The Amorous Education of Celia Seaton
After picking up and putting down this book more than a few times, I was a little surprised to find that when I finally got into it I thoroughly enjoyed it. The Amorous Education of Celia Seaton is a quirky mish-mash of plot devices, popular lord/scandalous commoner, kidnap/rescue, deceived amnesiac, and road romance, that somehow bind together to form a weird and oddly charming love story.
Celia Seaton is in a horrible jam, and has been since she arrived in England from India, where she was reared by her widower father. Shortly before her departure to England she was advised that her father had been killed in an accident. She travelled alone and basically penniless to throw herself on the mercy of an uncle she’d never met. He provided her with a season in which to find a husband, but that was ruined by one Tarquin Compton, a man greatly respected by the ton, when he compared her to a cauliflower. Then the uncle died after neglecting to provide for Celia in his will. She then took a job as a governess and was eventually betrothed to her employer, but that was ruined when a man broke into her room and her soon-to-be sister in law convinced her betrothed that Celia had a lover. Now, the betrothal over, and having had to depart her former employ on foot with no reference, she’s been kidnapped, imprisoned in the attic of a lonely cottage on the moor, and had all her belongings stolen except for one undergarment.
When Celia hears another horse arrive at the cottage, she assumes that it is a co-conspirator of her captor. But then she hears two horses leave and decides to make a break for it while she can. After she escapes from the attic, she discovers that the second rider was another victim of the thief, a man left half clothed and lying in the dirt, having been clubbed in the head. It’s Tarquin Compton! Although she still feels very bitter toward Tarquin, Celia finds she can’t leave him to the mercy of the thief, so she wakes him. When it becomes evident that Tarquin has amnesia, Celia concieves of a plan to make him help her until his memory comes back, telling him that they are betrothed and he had evidently been riding to her rescue. She changes his name to Terence Fish, his occupation to cleric-in-training and his home to Cornwall.
Here the road romance begins as Terence and Celia gather what supplies they can and strike out half-dressed across the moor, since they can’t chance being caught on the road. They fight adversity together, finding food and shelter where they can, all the while watching for followers. When they accept a ride from a lonely Yorkshireman, Terence ends up fighting him, too, when the man offers to buy Celia.

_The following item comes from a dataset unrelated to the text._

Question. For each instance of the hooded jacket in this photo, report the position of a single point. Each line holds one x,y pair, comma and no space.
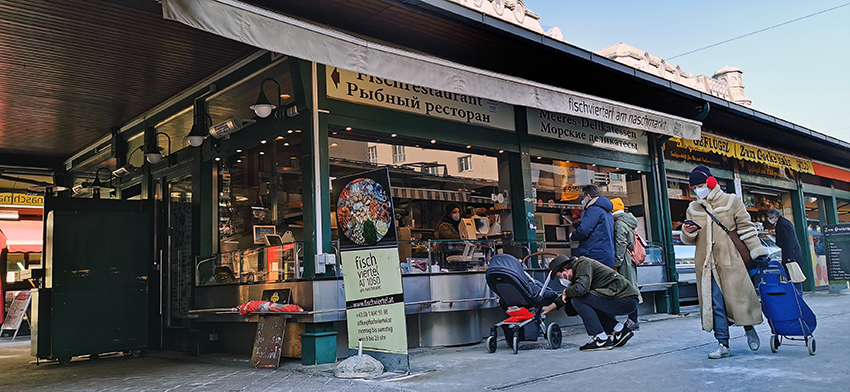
595,232
624,240
716,255
592,277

Along the way, Celia and Terence fall in love and eventually make love, but Terence worries that he may be a villain, perhaps in cahoots with the kidnapper, since his memories are returning little by little and none of them fit the Terence Fish persona. Obviously he’s given Celia false information about himself, and there can be no good reason for that. Then Tarquin’s memory returns completely, and although part of him wants to very much, he can’t abandon Celia. Once he recognizes where they are, he and Celia take refuge at the home of a friend until they can figure out what the kidnapper wants and until they can ascertain whether Celia is pregnant and in need of a husband.

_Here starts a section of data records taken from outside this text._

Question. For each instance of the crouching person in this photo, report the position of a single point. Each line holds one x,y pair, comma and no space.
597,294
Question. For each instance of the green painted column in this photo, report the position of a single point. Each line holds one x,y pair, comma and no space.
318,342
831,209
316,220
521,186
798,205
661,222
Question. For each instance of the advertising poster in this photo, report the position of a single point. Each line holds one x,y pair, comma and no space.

Tarquin and Celia’s romance is one of the most un-romantic I’ve ever read. Tarquin especially is a clear-eyed observer. At one point when watching Celia sleep amongst the grass and early morning birdsong, where another hero might have become misty over the scene, Tarquin wonders if maybe Celia isn’t deaf in one ear. He looks at her and sees a funny face, and frizzy hair, and a fat butt and remembers her as a misfit, badly dressed outsider at London events. The point is that he looks at her and other women seem to become less real to him. Aw. Celia also has few illusions. She knows before she sleeps with him that doing so will cause problems, but decides to go ahead with it, out of lust and simple curiousity. Although Terence and then Tarquin considers himself betrothed to her, she’s under no illusion that such a shining star will ever marry a plain, odd girl with no prospects and a besmirched reputation.
There is a lot to be said for this book. Although I figured out the mystery and who was behind it pretty quickly, it’s still a good one as you read and wait for the characters to realize what’s going on. The one possession that Tarquin managed to keep besides his boots and pants is a naughty book that he happened to pick up just before being ambushed. His efforts to keep it away from the curious Celia are amusing, as are the funny names for genitalia that Celia learns from the book and the Yorkshire farmer when he accuses Tarquin of having a little penis. The excellently fleshed secondary characters are too numerous to name here, but the cast is a good one, including the main characters from the previous book in the series.
While I’ve used the adjectives quirky, odd, weird, and un-romantic, I should also include “entertaining” and “satisfying”. Don’t let the strange beginning fool you like it did me. This different romance is well worth reading.